[Date Prev][Date Next][Thread Prev][Thread Next][Date Index][Thread Index]

Re: the "Unicode Background" section

Thomas Lord scripsit:

> There is no reason I can see why the implementation must provide
> the kind of labeling you like.   I have no trouble imagining
> many applications that don't need it --- they either won't
> need the system to enforce a restriction because they'll know
> what their ports are talking to or they are robust in the case
> that they get wrong what the ports expect.    The goal
> here isn't to try to prevent programmers from making mistakes.

Granted.  But if a {input,output} port doesn't know its encoding, it
doesn't know how to translate {characters,bytes} to {bytes,characters}
at all.  It's not a matter of overcoming restrictions -- it's fundamental.
An output port needs to know, e.g., whether to output #\u0131 (dotless i)
as an 0xB9 byte (ISO 8859-3) or an 0xFD (ISO 8859-9) or an 0xB8 (ANSEL)
or not at all.  (The same mutatis mutandis for an input port.)

> For example, a common suggestion is that you specify when
> first creating a port what encoding it is.  Well, what if
> I hope to send traffic over that port that will use different
> encodings at different points during the run?  Clearly labeling
> is not trivial -- I'd say, not well understood.

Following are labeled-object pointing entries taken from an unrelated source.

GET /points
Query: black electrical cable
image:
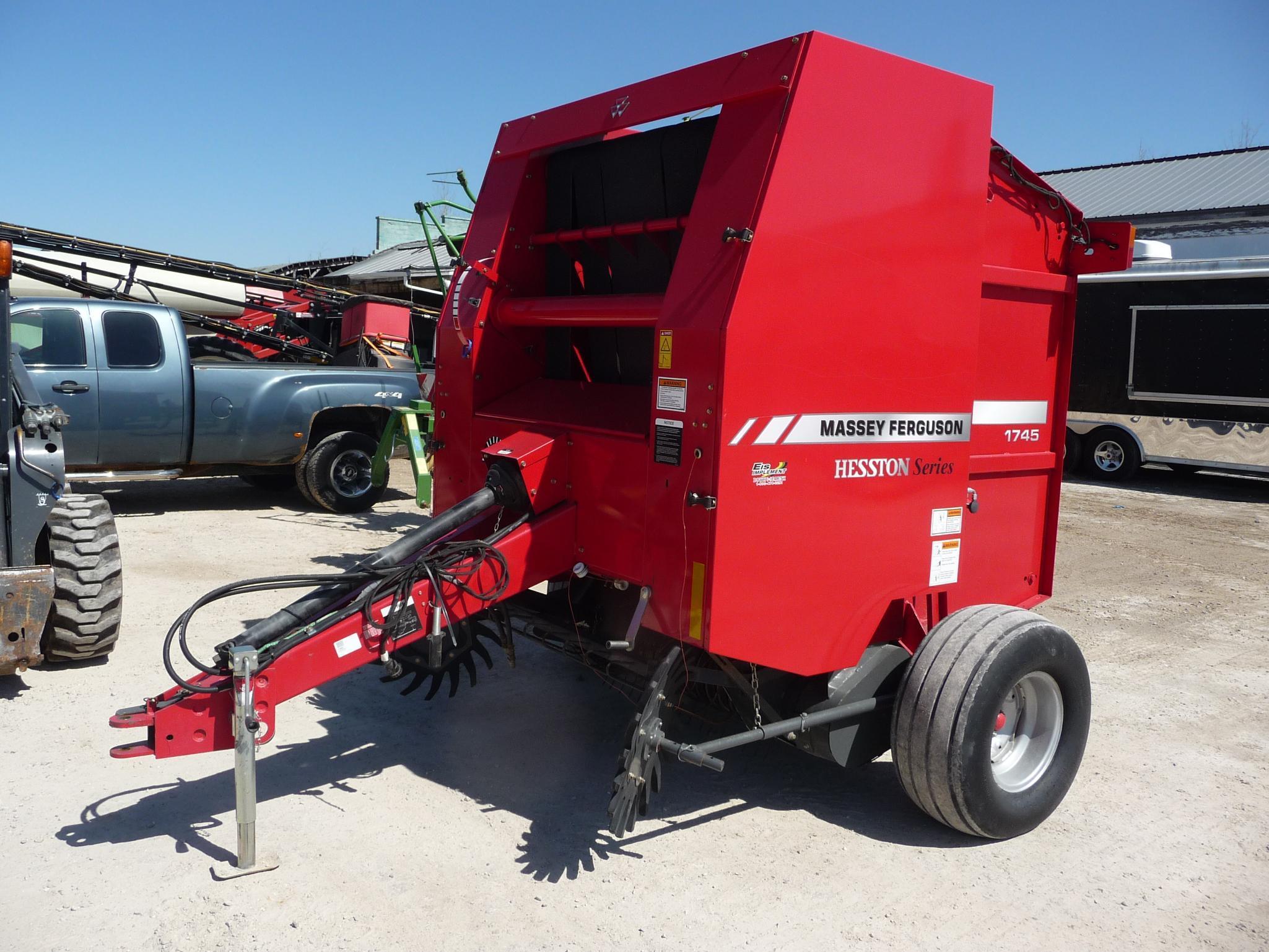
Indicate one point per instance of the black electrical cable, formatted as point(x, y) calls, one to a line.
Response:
point(441, 567)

That can happen on occasion, but it's a highly specialized case that can
be layered directly over an octet port.  Specifying a fixed encoding
for a character port makes straightforward things easy.  This is far
from being rocket science.

John Cowan  jcowan@xxxxxxxxxxxxxxxxx  www.ccil.org/~cowan  www.reutershealth.com
If he has seen farther than others,
        it is because he is standing on a stack of dwarves.
                --Mike Champion, describing Tim Berners-Lee (adapted)